1

I am new to using dask, although I have experience in parallel computing and other libraries. I was wondering if someone had good suggestions about which block sizes I should use.

I have the done the following workflow previously in memory using scikit-learn with a smaller matrix. I would like to now scale up using my full dataset.

My matrix will be roughly 4,000 x 2,000,0000 -- and I will be doing the following:

1) Creating the large matrix from 6-8 smaller numpy files (I can convert the files to HDF5 if necessary)

2) Converting the 2,000,000 columns each to a categorical array. I was thinking I could use the dummy encoder available in dask-ml. Currently, I use the OneHotEncoder from scikit-learn. For this I would assume a block that was bigger in the column sense would be more useful?

3) Then running the partial SGD classifer on the one-hot-matrix.
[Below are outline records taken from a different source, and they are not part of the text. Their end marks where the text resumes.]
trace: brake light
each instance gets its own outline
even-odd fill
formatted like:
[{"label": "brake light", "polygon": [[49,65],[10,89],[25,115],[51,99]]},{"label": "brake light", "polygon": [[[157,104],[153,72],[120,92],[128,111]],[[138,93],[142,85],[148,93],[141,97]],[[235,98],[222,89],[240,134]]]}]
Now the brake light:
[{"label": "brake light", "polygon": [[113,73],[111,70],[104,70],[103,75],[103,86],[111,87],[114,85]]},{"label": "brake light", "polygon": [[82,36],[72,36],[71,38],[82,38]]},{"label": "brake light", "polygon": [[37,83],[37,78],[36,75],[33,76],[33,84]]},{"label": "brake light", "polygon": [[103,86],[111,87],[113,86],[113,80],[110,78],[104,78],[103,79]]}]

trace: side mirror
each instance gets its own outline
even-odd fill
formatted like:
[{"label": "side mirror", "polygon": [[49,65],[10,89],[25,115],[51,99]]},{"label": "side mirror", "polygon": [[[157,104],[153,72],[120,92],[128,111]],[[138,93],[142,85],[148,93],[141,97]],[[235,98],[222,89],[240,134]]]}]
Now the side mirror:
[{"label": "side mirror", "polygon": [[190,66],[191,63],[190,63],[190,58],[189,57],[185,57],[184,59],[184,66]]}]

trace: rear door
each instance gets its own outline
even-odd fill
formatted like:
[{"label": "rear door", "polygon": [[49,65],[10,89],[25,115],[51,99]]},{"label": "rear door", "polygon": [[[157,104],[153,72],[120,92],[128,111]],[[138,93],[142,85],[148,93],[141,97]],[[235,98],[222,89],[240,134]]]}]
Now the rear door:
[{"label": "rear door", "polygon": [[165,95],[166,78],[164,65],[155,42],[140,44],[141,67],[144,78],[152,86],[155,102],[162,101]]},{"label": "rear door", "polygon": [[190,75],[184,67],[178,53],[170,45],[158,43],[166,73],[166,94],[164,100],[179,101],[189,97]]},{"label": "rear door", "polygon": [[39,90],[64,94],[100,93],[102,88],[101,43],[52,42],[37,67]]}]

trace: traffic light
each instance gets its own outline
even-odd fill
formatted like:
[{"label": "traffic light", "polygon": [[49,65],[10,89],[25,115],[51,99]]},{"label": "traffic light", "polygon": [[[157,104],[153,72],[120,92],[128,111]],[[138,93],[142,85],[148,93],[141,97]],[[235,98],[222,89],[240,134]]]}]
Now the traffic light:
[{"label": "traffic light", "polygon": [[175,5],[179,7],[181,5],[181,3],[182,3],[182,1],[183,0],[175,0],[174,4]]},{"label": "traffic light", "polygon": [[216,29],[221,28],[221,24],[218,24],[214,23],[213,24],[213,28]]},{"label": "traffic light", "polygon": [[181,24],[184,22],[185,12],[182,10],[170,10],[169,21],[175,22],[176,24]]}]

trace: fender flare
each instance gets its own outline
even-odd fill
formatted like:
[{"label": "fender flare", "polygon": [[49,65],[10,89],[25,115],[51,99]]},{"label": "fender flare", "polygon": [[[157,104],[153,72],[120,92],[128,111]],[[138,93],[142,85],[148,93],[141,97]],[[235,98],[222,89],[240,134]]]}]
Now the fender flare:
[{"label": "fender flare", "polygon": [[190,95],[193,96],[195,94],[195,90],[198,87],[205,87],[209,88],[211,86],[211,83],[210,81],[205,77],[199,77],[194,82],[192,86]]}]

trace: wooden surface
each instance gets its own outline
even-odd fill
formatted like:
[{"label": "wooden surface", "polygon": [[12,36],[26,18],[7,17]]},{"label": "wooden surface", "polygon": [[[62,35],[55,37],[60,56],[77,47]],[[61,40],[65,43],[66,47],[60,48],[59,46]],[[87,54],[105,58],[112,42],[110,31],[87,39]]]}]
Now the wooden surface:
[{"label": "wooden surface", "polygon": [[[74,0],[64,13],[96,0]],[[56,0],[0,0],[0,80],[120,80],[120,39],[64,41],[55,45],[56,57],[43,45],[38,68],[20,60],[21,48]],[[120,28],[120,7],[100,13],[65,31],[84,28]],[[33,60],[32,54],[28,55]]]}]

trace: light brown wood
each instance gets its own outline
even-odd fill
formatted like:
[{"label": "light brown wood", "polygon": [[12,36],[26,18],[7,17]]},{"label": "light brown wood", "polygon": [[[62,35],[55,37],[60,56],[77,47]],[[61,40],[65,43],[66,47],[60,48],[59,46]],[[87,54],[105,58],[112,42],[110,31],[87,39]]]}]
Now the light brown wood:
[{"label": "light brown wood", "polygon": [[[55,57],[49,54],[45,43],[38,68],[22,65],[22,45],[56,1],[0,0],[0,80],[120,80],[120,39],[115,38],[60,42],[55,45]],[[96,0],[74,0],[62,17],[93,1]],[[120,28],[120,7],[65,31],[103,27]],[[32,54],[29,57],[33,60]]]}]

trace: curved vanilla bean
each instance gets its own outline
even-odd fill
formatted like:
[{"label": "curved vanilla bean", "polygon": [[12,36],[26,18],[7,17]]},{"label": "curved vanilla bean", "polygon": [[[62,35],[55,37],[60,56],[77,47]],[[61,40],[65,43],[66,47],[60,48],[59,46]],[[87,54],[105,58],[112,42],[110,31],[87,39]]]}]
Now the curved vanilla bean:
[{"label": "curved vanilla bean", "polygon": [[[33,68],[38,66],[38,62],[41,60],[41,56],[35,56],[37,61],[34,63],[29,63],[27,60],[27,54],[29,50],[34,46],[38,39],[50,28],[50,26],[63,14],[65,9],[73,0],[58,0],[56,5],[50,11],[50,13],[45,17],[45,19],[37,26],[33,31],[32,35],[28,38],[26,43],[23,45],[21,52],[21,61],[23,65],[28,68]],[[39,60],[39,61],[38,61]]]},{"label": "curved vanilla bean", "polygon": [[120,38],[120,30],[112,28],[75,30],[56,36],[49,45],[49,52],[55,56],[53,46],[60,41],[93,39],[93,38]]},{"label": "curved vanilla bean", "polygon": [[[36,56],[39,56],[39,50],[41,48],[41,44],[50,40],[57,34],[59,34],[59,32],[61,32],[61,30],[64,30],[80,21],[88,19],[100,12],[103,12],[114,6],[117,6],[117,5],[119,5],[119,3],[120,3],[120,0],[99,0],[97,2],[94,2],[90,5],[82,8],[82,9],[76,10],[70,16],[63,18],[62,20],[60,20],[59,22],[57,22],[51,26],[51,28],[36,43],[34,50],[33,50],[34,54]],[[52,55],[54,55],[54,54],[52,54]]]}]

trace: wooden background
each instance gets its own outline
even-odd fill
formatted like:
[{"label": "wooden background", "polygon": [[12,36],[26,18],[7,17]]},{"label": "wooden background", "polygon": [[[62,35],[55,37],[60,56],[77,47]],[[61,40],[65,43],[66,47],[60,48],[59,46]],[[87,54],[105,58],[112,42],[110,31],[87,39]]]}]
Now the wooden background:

I want to run with the l1 penalty - so I will be running this a few times to get the optimum value of the C parameter. Note: I am running a model with weights. For this I would assume that a block that was bigger in the row sense would be more useful?

I have run this previously with my smaller set using just scikit-learn to make sure everything works and gives reasonable answers and to tune the parameters for the SGD classifer so it gives me the same answers as I got with the linear SVC.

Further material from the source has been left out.